Tenéis que venir a verla | Crítica

La música de la vida

Irene Escolar, Vito Sanz, Francesco Carril y Itsaso Arana en una imagen del filme.

Irene Escolar, Vito Sanz, Francesco Carril y Itsaso Arana en una imagen del filme.

Si no fuera porque también es una película generacional sobre la vida y el cine, se diría que Tenéis que venir a verla es un pretexto para reunir a los amigos (Arana, Sanz, Carril, Escolar) y filmar la música (Chano Domínguez, en una hermosa secuencia de arranque), redoblar el sentido de un puñado de canciones o citar pasajes y poemas de autores de referencia (Peter Sloterdijk, Olvido García Valdés).

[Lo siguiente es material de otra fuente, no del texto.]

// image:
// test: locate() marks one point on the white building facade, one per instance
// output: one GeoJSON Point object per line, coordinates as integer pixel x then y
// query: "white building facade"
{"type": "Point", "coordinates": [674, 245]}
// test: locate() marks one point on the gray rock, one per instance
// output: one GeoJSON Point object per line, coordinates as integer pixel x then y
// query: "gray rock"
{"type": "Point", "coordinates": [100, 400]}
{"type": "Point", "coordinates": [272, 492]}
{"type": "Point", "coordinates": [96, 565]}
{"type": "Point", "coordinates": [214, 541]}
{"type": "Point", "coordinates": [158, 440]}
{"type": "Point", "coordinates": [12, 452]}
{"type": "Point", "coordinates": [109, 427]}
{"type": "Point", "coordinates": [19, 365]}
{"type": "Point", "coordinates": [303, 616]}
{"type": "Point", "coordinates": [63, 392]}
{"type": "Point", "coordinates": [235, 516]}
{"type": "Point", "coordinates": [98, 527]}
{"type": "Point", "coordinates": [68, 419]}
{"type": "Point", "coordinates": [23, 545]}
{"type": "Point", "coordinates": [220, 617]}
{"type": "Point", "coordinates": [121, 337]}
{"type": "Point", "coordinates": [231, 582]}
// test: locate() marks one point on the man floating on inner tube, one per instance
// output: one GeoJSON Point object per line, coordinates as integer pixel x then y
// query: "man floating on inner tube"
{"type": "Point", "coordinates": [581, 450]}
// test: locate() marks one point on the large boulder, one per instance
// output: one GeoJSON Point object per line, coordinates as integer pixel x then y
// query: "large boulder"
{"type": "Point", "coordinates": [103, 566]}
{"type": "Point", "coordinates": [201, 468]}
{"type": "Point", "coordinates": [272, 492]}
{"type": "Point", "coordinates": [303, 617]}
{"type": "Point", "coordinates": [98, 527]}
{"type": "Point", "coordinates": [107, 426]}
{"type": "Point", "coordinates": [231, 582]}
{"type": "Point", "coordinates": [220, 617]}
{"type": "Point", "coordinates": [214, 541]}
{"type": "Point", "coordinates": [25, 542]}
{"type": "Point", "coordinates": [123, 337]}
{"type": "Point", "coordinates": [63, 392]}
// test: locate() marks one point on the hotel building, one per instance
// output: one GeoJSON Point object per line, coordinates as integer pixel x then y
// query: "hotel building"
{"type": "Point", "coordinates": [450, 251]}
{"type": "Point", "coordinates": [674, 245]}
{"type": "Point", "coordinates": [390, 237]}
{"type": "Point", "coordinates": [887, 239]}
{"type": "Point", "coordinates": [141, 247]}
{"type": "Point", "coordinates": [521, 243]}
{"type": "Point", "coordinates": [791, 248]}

Dos parejas de amigos treintañeros se reencuentran en torno a una mesa, unas copas de vino y un concierto de jazz para departir sobre las circunstancias y el tiempo, sobre sus proyectos de vida, ahora separados entre la ciudad y el campo: ¿es Madrid aún un lugar habitable para ellos o es mejor marcharse fuera y formar una familia?, ¿se puede cambiar realmente de vida? Tras la despedida, un paseo a dos por la noche urbana sirve de pretexto para una nueva música melancólica y misteriosa de Bill Frisell. Ya en el piso, la palabra y los silencios vuelven a dar forma a los temas: aferrarse a ese presente eterno o afrontar el tránsito hacia otra etapa.

Trueba agujerea con suavidad su relato y nos traslada seis meses después, esta vez ya en esa casa a la que tenían que ir. En el tren suena Let’s move to the country de Bill Callahan que, como en aquel primer largo suyo, también parece hablar de los personajes. Ya en el hogar de los amigos, la calidez de la luz, el espacio y el entorno invitan a la escucha, el descubrimiento, a la confesión y la conversación, al encuentro con la filosofía de sobremesa antes de un último paseo. Los gestos sencillos, un naturalismo naif y entrecortado y un cierto aire de comedia involuntaria se imponen en un filme cuyas ideas mutan en nuevas capas y pequeños movimientos.

Reunión de amigos y cómplices, autorretrato colectivo de frustraciones, contradicciones, deseos, anhelos y utopías generacionales, Tenéis que venir a verla revela in extremis su propia materia en un epílogo kiarostamiano en Súper 8 en el que el cambio de texturas y el contraplano del proceso devuelven el reflejo de un cine artesanal y libre que se sabe esbozo, tanteo, juego abierto en el que hacer partícipes tanto a los que lo hacen como a los que lo vemos y oímos. Objetivo cumplido en apenas 64 gozosos minutos.